Man setzt sich mit seinen Freunden an einen Tisch. Kurze Zeit später wird man von einem Kellner begrüßt und erhält eine schöne Speisekarte, die einem das Wasser im Munde zusammen laufen lässt. All die leckeren Gerichte begeistern einen. Vielleicht geht man vorher noch einem kurz auf die Toilette und es vergeht einem alles: es müffelt, ist dreckig und alles andere als hygienisch.  Zurück an dem Tisch versucht man nun seine Leute zum Hinausgehen zu motivieren…

Nebenräume werden zu Haupträume

Wenn man einen Event gestaltet sind auch gerade die Nebenräume von großer Wichtigkeit. In einem Restaurant schließt man unbewusst von der Sauberkeit und Hygiene der Toiletten auf die der Küche. Dementsprechend fühlt man sich wohl oder auch nicht.

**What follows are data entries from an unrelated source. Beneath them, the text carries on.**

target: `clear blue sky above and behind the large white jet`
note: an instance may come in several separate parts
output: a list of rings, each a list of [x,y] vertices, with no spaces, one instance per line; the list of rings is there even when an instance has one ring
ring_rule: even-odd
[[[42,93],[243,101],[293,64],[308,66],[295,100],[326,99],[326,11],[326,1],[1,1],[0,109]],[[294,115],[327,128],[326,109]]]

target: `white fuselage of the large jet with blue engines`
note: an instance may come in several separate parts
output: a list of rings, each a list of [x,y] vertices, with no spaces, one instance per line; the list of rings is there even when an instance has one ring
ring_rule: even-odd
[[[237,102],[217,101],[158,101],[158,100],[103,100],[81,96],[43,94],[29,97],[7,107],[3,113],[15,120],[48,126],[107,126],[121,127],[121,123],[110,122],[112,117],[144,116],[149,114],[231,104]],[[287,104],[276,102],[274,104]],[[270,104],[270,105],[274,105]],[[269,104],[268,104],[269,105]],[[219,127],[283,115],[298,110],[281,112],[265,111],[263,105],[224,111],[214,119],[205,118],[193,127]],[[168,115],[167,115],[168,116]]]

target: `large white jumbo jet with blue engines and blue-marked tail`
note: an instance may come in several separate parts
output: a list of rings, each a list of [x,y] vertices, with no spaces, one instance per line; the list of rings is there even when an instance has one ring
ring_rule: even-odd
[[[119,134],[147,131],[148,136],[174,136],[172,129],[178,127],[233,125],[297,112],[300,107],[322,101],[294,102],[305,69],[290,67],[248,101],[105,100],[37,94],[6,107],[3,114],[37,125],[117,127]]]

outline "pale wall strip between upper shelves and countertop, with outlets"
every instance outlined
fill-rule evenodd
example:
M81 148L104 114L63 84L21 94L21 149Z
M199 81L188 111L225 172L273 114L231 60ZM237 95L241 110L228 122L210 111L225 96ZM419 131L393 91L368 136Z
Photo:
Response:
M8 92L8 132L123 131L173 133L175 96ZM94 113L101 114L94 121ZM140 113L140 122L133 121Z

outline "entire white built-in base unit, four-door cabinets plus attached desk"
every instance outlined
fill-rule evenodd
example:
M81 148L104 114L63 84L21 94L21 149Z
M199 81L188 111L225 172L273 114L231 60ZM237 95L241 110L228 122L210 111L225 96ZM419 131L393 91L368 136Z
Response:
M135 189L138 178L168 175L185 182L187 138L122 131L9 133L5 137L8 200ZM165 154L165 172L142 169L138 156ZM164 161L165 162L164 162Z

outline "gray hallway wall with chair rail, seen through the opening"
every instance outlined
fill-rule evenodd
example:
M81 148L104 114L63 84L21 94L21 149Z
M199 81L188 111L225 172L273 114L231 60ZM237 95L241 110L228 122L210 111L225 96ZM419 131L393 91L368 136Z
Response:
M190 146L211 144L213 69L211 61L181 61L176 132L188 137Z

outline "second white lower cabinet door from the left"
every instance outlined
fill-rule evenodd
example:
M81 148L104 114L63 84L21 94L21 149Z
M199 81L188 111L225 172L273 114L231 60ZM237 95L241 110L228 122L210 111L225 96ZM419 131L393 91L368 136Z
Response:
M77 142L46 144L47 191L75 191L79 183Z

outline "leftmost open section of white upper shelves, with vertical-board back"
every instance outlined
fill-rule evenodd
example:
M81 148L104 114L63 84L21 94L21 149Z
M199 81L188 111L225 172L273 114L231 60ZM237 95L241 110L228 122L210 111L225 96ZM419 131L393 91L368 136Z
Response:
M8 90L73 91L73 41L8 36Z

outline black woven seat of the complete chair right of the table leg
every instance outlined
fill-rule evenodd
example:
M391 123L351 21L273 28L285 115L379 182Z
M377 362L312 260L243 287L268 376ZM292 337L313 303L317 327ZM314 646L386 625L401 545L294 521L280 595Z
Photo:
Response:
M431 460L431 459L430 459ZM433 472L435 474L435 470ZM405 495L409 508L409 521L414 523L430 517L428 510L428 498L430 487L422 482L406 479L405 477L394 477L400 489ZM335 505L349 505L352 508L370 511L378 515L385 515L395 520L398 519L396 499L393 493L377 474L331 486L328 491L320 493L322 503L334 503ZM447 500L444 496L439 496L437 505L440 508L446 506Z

Bei einem Event ist es ähnlich. Die Werte, die auf der Bühne vermittelt werden, sollten sich auch bei den Toiletten wiederfinden. Gäste sollen sich überall im Gebäude wohl fühlen. Und jeder hat es schon einmal erlebt wie es ist, wenn man auf eine sehr unhygienischen Toilette gehen zu muss.  Es kann passieren, dass die Gäste mit diesem Eindruck den Gesamtevent verlassen (positiv/negativ).

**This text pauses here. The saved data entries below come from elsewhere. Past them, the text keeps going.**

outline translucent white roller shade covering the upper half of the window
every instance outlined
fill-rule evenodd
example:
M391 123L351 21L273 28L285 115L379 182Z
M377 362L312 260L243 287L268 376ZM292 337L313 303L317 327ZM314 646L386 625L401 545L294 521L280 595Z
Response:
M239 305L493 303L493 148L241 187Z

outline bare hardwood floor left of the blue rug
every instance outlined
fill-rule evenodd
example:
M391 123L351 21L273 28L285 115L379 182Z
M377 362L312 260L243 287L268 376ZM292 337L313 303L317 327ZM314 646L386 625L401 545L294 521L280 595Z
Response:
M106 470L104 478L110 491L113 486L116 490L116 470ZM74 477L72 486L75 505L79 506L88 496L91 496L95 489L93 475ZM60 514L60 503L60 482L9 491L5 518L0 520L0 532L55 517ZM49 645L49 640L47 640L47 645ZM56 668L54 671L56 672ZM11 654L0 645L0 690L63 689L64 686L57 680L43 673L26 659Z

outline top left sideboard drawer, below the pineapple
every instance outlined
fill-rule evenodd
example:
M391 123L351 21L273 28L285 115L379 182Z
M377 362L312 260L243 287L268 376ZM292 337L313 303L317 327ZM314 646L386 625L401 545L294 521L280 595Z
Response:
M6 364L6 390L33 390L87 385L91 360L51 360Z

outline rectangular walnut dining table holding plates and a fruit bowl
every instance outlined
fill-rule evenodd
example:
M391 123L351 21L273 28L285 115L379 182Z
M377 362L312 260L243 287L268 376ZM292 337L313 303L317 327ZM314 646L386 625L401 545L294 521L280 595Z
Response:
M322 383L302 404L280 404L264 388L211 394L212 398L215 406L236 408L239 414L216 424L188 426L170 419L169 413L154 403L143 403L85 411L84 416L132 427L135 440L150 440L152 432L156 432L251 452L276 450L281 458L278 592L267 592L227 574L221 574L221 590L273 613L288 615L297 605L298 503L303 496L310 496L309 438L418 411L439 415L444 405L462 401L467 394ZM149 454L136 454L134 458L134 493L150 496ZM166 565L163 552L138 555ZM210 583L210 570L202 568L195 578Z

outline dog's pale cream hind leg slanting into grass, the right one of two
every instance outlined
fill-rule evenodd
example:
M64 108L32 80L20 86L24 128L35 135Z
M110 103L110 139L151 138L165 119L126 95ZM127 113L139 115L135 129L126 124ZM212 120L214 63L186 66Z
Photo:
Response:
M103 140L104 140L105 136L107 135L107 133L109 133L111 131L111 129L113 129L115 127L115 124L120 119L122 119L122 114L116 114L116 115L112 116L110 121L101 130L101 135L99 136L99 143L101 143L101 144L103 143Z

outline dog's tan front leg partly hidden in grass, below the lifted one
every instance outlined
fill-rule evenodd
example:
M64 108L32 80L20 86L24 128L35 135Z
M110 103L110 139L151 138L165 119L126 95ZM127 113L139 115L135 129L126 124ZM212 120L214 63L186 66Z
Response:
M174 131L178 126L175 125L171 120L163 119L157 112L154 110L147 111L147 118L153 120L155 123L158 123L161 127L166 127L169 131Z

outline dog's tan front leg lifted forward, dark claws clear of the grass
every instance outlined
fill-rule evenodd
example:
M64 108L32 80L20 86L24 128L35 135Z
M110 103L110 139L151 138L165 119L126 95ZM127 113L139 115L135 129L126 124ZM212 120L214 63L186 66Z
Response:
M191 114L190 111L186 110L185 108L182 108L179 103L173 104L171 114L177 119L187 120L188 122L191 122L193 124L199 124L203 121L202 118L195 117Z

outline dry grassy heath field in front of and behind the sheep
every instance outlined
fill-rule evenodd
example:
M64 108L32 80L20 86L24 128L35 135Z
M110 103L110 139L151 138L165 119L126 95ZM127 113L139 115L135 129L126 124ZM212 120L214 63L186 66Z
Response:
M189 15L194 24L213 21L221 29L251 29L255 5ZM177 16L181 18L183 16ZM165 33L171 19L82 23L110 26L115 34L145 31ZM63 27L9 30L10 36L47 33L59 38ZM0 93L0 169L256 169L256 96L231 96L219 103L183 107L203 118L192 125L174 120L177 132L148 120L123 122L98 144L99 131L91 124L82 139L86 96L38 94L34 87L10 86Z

Ambiente ist mitentscheidend

Bei einem Restaurantbesuch möchte man vor allem gutes Essen bekommen. Jedoch zählen heutzutage das Ambiente zu einem gelungenem Restaurantbesuch auch dazu. Jeder möchte sich in seiner Umgebung wohl fühlen. Betrachte einmal eure Räumlichkeiten für den Event oder Gottesdienst. Wie wirkt dieses Ambiente auf dich? Fühlt man sich hier wohl und willkommen? Oder wirkt es eher kalt und abweisend?

Das „Drum-herum“ ist mitentscheidend, wie Menschen eine Veranstaltung wahr nehmen. Denn auch auf Grund der Umgebung kommen die Menschen zu einem Anlass. Ähnlich wie bei einem Restaurantbesuch.

„Nebenjobs“ werden zu „Hauptjobs“

In einem Restaurant ist der Koch entscheidend. Meint man. Dies stimmt auf den ersten Blick natürlich auch. Genauso wichtig sind jedoch auch die Kellner, die direkt mit den Gästen in Kontakt kommen. Sie schaffen die Atmosphäre und können jeden einzelnen herzlich begrüßen und wahrnehmen. Läuft einmal etwas schief oder dauert etwas länger, kann durch die Art und Weise des Kellners, alles entspannt ablaufen. Und die Gäste fühlen sich dabei wohl. Bei weniger „begabten“ Kellnern merkt man die Wichtigkeit ihrer Aufgabe recht schnell: es gibt ein fantastisches Essen und dazu ein schlecht gelaunter Kellner?! Das vermiest alles.

Achte bei deinem Gottesdienst auf die Ordner, Mitarbeiter usw. Sie schaffen die Atmosphäre und können die Gäste willkommen heißen. Sie schaffen durch ihre Art und Weise einen Ort, bei dem man sich wohl fühlt. Diese „Nebenjobs“ sind ungemein entscheidend für die Gäste und dürfen nicht vergessen werden.